I
(APe).- La noticia dice: “Misiones: Repatrían a una adolescente que ejercía la prostitución en Brasil”. La palabra “repatriar” me lleva a pensar en restos. Aunque también se aplique a las personas, no sé por qué, creo que lo que vuelve siempre es mucho menos que lo que se fue.
En el titular menciona también que la chica “ejercía la prostitución” como si se tratara de una profesión estudiada y elegida. Como si fuera una arquitecta que se fue a instalar su estudio a Puerto Madero.
Después nos enteramos que la que se fue y volvió es una nena de quince años que a los doce había entrado a Brasil, en canoa, por un paso no habilitado. No nos dicen quiénes, cómo ni por qué se la llevaron.
Pasaron tres años, es decir tres siglos.
Tenía once hermanos. La familia no denunció su desaparición. Al menos ésa es la versión oficial, y así parece que la hubiesen dejado ir con tristeza y alivio, sin saber muy bien dónde terminaba una y empezaba el otro.
Indocumentada, la detuvieron en Crissiumal, Rio Grande do Sul. Intervinieron dos jueces, un cónsul y la gendarmería para mandarla de vuelta. Ahora su familia no la recibe. No quieren o no pueden. O ya todos se han gastado tanto que ni siquiera saben reconocerse entre ellos.
No podemos permitirnos el asombro. Mordida por la vergüenza y el hambre, esa familia también somos nosotros. La hemos repatriado, decimos, pero ¿a qué patria? Sólo la hemos trasladado de un exilio a otro.
¿Y para qué?
Para obligarla a arder en la noche con esa lucecita húmeda de los quince años que muy pronto se le irá en cenizas.
II
600 chicas de
Tampoco hay datos oficiales. El Estado, impenetrable y adusto, como la frente de algunos de sus ministros, no se ocupa de ciertos temas. Celoso guardián de las libertades individuales, el poder no se mete con los gustos de sus ciudadanos de primera, aún cuando para satisfacerlos sea necesaria la esclavitud de los de segunda.
Además de la red criminal que conoce las vulnerabilidades sociales como la palma de la mano, existe otra telaraña, la de los hombres comunes, que recibe mujeres, las fagocita y las deshace con la complicidad de un silencio que se expande como la niebla por comisarías, despachos, plazas y prostíbulos.
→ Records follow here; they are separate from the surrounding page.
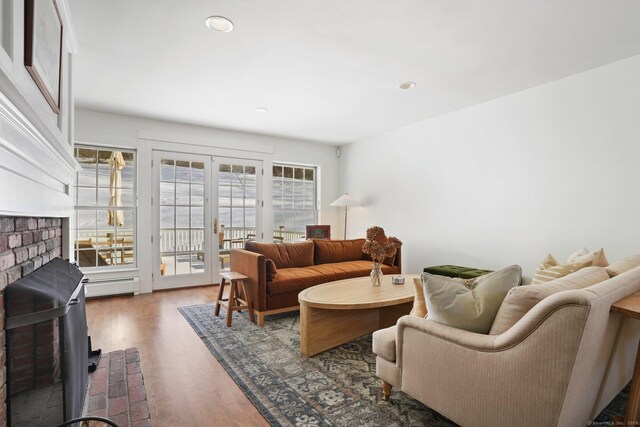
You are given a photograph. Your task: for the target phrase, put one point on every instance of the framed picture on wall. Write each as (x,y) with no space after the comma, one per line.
(43,48)
(318,232)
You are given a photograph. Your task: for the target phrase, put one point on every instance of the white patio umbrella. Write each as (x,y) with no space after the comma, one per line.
(116,163)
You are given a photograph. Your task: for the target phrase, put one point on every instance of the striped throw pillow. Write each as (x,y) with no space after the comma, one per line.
(549,269)
(597,258)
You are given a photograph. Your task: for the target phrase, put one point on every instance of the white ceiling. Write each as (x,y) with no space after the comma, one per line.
(329,70)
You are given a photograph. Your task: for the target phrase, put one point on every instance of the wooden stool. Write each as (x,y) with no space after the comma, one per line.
(233,303)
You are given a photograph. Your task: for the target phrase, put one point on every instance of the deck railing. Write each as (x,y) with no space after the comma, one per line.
(234,237)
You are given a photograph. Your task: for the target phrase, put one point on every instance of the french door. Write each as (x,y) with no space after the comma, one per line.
(203,206)
(236,219)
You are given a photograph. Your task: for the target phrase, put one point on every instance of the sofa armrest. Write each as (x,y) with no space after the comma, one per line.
(252,265)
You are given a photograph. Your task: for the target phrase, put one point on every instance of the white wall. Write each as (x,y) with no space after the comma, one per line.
(107,129)
(37,168)
(548,169)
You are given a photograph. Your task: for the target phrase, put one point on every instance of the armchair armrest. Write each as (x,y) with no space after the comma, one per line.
(252,265)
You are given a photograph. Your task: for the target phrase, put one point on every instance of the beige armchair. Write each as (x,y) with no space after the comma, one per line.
(559,365)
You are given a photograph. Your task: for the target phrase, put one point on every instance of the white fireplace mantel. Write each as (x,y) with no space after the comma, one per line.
(36,176)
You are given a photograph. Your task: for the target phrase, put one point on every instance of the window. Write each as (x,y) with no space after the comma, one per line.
(294,200)
(105,207)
El hombre de hoy, tal vez el de siempre, parece que siente debilidad por las prostitutas niñas. El estereotipo que demanda el “hombre argentino” (estas comillas son nuestras), dice el sociólogo Esteban De Gori, en Clarín del 4 de junio de 2008, son las “colegialas”. Colegialas sin colegio, por supuesto, sin libros ni maestras. Chicas talladas a pura falta de caricias, que en muchos casos, apenas saben dibujar su nombre.
A veces, de tarde en tarde, alguna vuelve del exilio. Nos mira y descubre con horror que ella ya no es ella, ni nosotros, nosotros.